Dadas as circunstâncias um
tanto restritivas, o presidente resolveu inaugurar algo mais abstrato: "Um outro jeito de fazer
política no nosso país". Antes dele, discursou, as decisões do governo eram tomadas na base do
compadrio; prevalecia "a política
dos amigos". Lula valeu-se do fato de inaugurar obra ao lado de
um governador do PSDB, Teotonio Vilela Filho, para persuadir
de que os tempos mudaram.
O presidente exagerou. Todos
os que já se sentaram na sua cadeira se viram compelidos a alargar seus horizontes político-partidários. A atitude faz parte do
instinto de sobrevivência de todo governante e é necessária para que a democracia funcione.
Mas a generosidade de Lula nesse aspecto tem sido maior que o
seu helicóptero.
Ainda em Alagoas, o presidente rasgou elogios a uma notória
dupla de congressistas. "Quero
aqui fazer justiça ao comportamento do senador Collor e do senador Renan, que têm dado uma
sustentação muito grande aos
trabalhos do governo no Senado." Dias antes, Lula fizera "justiça" ao ex-presidente José Sarney e expusera o PT a mais um
vexame histórico.
O presidente da República torna-se o fiador do que há de mais
retrógrado na política brasileira.
Abençoa de bom grado o compadrio -bem como sua matriz, o
patrimonialismo- que displicentemente afirma combater.

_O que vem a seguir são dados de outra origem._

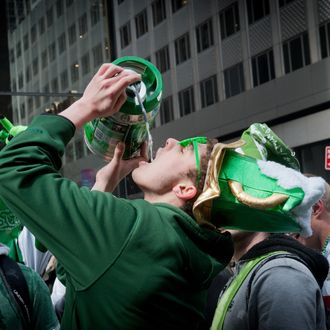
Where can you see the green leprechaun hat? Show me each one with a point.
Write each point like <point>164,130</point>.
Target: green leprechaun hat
<point>254,185</point>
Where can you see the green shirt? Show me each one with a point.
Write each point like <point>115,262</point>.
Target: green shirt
<point>130,264</point>
<point>43,316</point>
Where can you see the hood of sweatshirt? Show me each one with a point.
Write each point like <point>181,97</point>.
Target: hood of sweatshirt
<point>315,261</point>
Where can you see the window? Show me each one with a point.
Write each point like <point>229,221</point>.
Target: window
<point>178,4</point>
<point>18,49</point>
<point>158,11</point>
<point>72,34</point>
<point>95,14</point>
<point>49,16</point>
<point>125,35</point>
<point>325,39</point>
<point>166,110</point>
<point>284,2</point>
<point>74,72</point>
<point>26,41</point>
<point>257,9</point>
<point>44,59</point>
<point>97,55</point>
<point>35,67</point>
<point>20,81</point>
<point>296,53</point>
<point>209,91</point>
<point>263,68</point>
<point>28,74</point>
<point>33,33</point>
<point>61,43</point>
<point>64,80</point>
<point>234,80</point>
<point>54,85</point>
<point>163,59</point>
<point>11,55</point>
<point>85,67</point>
<point>229,21</point>
<point>41,25</point>
<point>182,48</point>
<point>204,35</point>
<point>141,23</point>
<point>59,8</point>
<point>52,51</point>
<point>186,101</point>
<point>83,25</point>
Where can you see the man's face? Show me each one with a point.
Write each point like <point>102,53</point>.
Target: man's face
<point>171,165</point>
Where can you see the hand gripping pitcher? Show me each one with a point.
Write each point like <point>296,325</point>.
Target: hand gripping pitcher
<point>131,124</point>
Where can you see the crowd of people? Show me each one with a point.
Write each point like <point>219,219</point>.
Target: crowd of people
<point>151,263</point>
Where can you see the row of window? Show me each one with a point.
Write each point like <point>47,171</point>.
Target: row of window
<point>76,70</point>
<point>228,18</point>
<point>296,55</point>
<point>72,32</point>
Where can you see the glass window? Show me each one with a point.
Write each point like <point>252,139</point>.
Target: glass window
<point>85,66</point>
<point>166,110</point>
<point>54,85</point>
<point>64,80</point>
<point>178,4</point>
<point>72,34</point>
<point>52,51</point>
<point>182,48</point>
<point>141,23</point>
<point>204,35</point>
<point>158,11</point>
<point>229,21</point>
<point>97,55</point>
<point>95,14</point>
<point>234,80</point>
<point>209,91</point>
<point>26,41</point>
<point>61,43</point>
<point>163,59</point>
<point>50,17</point>
<point>74,72</point>
<point>35,66</point>
<point>59,8</point>
<point>44,59</point>
<point>41,25</point>
<point>257,9</point>
<point>284,2</point>
<point>296,53</point>
<point>33,33</point>
<point>83,27</point>
<point>263,67</point>
<point>125,35</point>
<point>186,101</point>
<point>18,49</point>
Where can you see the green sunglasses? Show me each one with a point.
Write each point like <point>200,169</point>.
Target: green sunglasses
<point>195,141</point>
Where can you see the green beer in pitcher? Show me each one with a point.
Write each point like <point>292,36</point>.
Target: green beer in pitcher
<point>131,124</point>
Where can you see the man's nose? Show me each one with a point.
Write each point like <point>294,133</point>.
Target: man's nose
<point>170,143</point>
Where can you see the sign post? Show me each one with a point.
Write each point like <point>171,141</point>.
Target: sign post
<point>327,158</point>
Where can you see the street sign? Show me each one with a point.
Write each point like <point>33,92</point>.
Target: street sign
<point>327,157</point>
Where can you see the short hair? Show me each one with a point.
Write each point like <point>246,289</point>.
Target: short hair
<point>203,170</point>
<point>326,196</point>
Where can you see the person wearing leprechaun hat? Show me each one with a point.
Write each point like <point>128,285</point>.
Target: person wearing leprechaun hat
<point>276,281</point>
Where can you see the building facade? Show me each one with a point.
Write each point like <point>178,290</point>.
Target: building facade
<point>225,64</point>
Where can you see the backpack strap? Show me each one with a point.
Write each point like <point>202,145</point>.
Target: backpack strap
<point>17,287</point>
<point>230,292</point>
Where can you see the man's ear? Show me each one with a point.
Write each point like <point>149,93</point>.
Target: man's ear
<point>185,191</point>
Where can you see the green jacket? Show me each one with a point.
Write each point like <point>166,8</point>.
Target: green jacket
<point>130,264</point>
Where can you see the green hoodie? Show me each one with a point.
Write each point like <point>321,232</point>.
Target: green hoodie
<point>129,264</point>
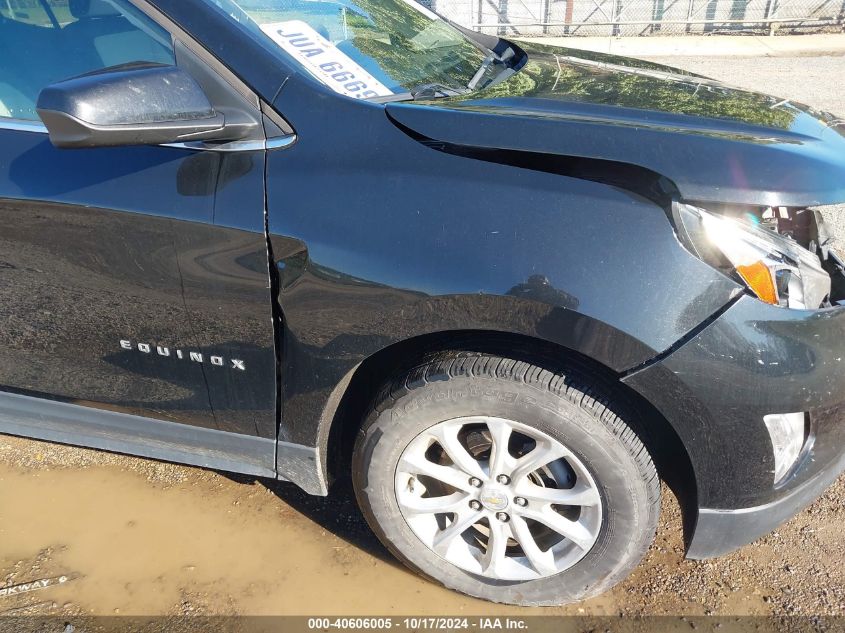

O
uso de contratos, cargos e dinheiro públicos para beneficiar
amigos e parentes é o roteiro
monótono do interminável escândalo do Senado. Alguns de
seus protagonistas gozam da
proteção de Lula.
Os modernistas inventaram a
metáfora da antropofagia para
designar a sua plataforma estética. Cabia devorar a tradição, como os caetés devoraram o bispo
Sardinha, para dar à luz algo novo e vigoroso -no caso, uma cultura nacional. Na relação entre
Lula e os velhos oligarcas, não se
sabe ao certo quem é devorado e
quem devora.
Parecem todos desfrutar do
mesmo banquete de privilégios e
mandonismo. No século 21, o
presidente Lula e seus compadres dão sobrevida ao Brasil decadente retratado por Graciliano
Ramos -um mundo que já deveria estar sepultado.